7.6 Artificial categorization and subgroups
There are multiple ways to dichotomize the data by skeptic
. A quick simple way is to use ifelse()
to make a skeptic_hi
dummy.
disaster <-
disaster %>%
mutate(skeptic_hi = ifelse(skeptic >= mean(skeptic), 1, 0))

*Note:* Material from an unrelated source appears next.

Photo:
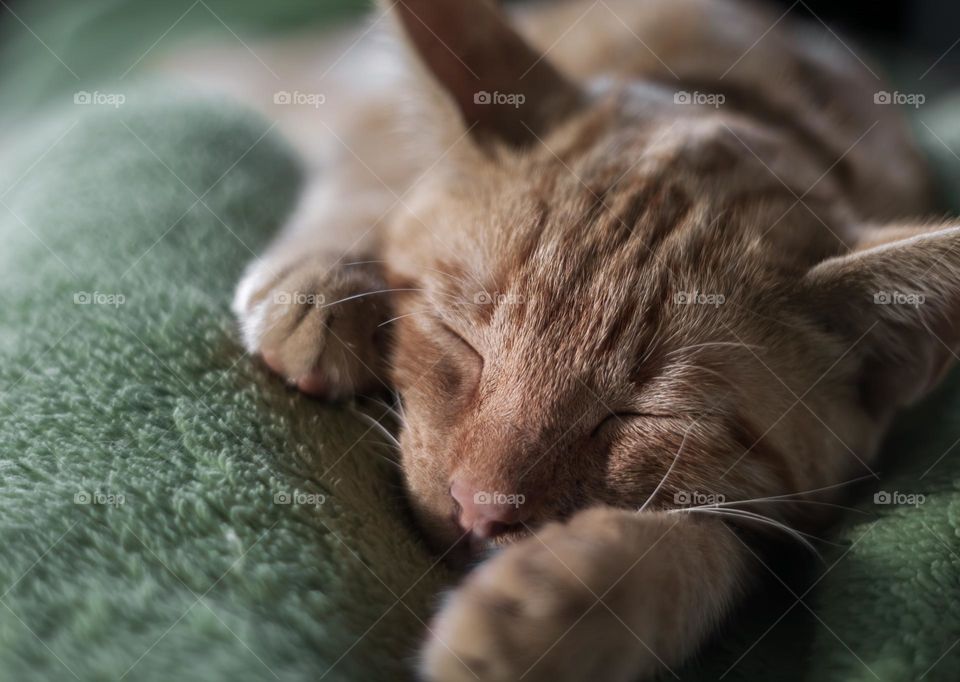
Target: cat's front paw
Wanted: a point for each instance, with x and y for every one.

With our dummy in hand, we’re ready to fit the two models.
model6_low <-
brm(data = disaster %>% filter(skeptic_hi == 0),
family = gaussian,
justify ~ 1 + frame,
chains = 4, cores = 4)
model6_high <-
update(model6_low, newdata = disaster %>% filter(skeptic_hi == 1),
chains = 4, cores = 4)
The coefficient summaries:
fixef(model6_low) %>% round(digits = 3)
## Estimate Est.Error Q2.5 Q97.5
## Intercept 2.626 0.099 2.431 2.824
## frame -0.108 0.145 -0.390 0.173
fixef(model6_high) %>% round(digits = 3)
## Estimate Est.Error Q2.5 Q97.5
## Intercept 3.070 0.144 2.786 3.348
## frame 0.477 0.209 0.071 0.891
You can use fitted()
to get the posterior means and other summaries for the two frame
groups, by model.
fitted(model6_low,
newdata = tibble(frame = 0:1)) %>%
round(digits = 3)
## Estimate Est.Error Q2.5 Q97.5
## [1,] 2.626 0.099 2.431 2.824
## [2,] 2.518 0.105 2.309 2.724
fitted(model6_high,
newdata = tibble(frame = 0:1)) %>%
round(digits = 3)
## Estimate Est.Error Q2.5 Q97.5
## [1,] 3.070 0.144 2.786 3.348
## [2,] 3.548 0.149 3.256 3.836
Do note that though brms ‘Est.Error’ is the posterior \(SD\) for the coefficient, it is not the same thing as descriptive statistic \(SD\) of a subset of the data. Thus, although our ‘Estimates’ correspond nicely to the mean values Hayes reported in the middle of page 264, his \(SD\)s will not match up with our ‘Est.Error’ values, and nor should they.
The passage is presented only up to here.